Some time ago, we started a study into the dynamical behaviour of carbon stars. The aim of this project is to compare the dynamical behaviour of carbon stars to OH/IR stars and to test the hypothesis that the so-called "infra-red'' carbon stars form a more massive population than the traditional well-known "optical'' carbon stars (see e.g. Groenewegen et al. 1995). To investigate this, we acquired two samples. One sample of 700 optical carbon stars, for which radial velocities are available, was taken from Aaronson et al. (1989, 1990). The analysis was done on a smaller sub-sample of 500 that was selected to make the sample more homogeneous. First results are presented in Sevenster et al. (2000). As expected for such relatively low-mass AGB stars the scale height is large (650 vs. 200 pc for low-latitude OH/IR stars). There is no discontinuity between their dynamical distribution and that of the low-mass OH/IR stars, showing that, despite the very different radial ranges occupied by O-rich and C-rich stars, these do form one dynamical (AGB) population.

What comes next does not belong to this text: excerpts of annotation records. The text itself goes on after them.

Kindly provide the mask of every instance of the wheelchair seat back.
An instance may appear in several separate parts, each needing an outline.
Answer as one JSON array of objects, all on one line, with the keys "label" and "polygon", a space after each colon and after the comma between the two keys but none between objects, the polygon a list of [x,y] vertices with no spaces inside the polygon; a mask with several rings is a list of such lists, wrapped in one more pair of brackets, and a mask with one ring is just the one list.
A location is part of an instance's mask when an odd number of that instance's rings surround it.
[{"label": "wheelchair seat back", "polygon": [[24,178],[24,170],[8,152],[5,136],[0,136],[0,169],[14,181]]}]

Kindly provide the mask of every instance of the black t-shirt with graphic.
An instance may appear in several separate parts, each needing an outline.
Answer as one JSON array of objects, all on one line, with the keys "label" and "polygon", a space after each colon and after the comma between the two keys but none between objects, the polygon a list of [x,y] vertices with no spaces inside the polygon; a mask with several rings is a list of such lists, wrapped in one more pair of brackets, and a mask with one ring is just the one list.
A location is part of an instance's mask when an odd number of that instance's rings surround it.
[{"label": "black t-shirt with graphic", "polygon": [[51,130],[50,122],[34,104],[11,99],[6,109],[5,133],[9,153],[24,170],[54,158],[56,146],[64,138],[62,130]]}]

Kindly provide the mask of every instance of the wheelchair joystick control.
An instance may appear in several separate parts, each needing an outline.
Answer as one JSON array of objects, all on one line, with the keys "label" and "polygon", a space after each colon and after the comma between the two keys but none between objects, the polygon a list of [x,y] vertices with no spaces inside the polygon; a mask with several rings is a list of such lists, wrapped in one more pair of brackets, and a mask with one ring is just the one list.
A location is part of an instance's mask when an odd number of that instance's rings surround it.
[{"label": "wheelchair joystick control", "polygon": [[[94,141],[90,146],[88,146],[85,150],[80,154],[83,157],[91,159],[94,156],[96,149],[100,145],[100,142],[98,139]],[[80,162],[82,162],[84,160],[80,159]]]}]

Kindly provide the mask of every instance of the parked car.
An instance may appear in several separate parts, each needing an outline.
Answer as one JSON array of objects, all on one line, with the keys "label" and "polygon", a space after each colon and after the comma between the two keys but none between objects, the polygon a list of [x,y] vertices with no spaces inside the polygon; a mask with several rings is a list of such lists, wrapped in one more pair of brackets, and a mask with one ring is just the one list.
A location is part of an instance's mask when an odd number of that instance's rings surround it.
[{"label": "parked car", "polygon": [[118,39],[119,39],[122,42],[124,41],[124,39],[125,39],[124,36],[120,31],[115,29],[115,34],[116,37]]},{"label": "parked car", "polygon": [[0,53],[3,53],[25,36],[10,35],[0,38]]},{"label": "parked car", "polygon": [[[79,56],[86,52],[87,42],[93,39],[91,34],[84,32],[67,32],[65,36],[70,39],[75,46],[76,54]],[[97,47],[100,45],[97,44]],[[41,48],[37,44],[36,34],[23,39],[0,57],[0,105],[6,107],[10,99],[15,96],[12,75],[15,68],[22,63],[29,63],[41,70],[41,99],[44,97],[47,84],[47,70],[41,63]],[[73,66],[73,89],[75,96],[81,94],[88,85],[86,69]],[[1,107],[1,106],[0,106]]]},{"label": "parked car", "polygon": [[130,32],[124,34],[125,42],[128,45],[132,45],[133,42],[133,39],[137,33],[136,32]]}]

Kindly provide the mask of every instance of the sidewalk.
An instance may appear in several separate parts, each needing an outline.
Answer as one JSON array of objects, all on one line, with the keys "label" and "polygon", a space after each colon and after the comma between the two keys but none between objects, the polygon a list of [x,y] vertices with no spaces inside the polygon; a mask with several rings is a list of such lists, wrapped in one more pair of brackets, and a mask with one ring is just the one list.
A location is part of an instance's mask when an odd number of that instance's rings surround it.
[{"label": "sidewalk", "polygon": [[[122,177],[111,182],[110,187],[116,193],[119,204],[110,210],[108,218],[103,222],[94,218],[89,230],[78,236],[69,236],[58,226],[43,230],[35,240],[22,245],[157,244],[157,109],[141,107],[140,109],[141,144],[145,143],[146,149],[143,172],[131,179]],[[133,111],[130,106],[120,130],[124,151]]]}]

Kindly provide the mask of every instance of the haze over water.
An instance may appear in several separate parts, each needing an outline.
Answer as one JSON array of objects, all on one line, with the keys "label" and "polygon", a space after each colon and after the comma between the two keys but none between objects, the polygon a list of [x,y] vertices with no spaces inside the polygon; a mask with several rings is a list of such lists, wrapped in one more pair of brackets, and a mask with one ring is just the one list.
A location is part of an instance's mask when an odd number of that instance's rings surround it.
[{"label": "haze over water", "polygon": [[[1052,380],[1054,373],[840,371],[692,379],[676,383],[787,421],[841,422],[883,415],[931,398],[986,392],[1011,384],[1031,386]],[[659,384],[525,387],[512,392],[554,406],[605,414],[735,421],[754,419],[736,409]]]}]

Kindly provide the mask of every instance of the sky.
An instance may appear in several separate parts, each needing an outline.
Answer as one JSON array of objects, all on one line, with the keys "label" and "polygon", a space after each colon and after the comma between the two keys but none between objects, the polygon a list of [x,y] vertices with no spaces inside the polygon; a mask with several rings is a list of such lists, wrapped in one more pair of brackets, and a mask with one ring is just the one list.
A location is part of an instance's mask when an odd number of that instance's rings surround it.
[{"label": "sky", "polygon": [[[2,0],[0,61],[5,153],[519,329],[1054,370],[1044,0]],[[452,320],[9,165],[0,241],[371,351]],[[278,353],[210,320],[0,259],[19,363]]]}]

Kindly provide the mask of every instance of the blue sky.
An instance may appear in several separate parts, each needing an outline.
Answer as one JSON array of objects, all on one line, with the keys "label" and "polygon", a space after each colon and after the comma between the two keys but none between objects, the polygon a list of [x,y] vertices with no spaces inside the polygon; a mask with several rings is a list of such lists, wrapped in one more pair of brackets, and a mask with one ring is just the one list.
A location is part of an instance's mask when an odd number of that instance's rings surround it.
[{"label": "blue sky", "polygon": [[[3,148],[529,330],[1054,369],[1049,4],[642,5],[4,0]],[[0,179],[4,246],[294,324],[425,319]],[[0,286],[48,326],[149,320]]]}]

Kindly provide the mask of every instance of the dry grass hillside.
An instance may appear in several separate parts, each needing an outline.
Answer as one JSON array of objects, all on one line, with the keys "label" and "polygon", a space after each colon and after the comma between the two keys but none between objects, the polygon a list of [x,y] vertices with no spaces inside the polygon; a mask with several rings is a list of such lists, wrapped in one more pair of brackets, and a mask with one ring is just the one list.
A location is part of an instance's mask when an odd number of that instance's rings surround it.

To ascertain that this applies to all AGB stars, a second sample of infrared carbon stars, to be compared to the more massive OH/IR stars, was selected from the literature, as discussed below. Since only part of those have known radial velocities, an observational program was initiated to obtain radial velocities for the other stars. As these stars, almost by definition, have weak or no optical counterparts and thick circumstellar shells, the most efficient way to obtain the radial velocity is through millimetre line spectroscopy.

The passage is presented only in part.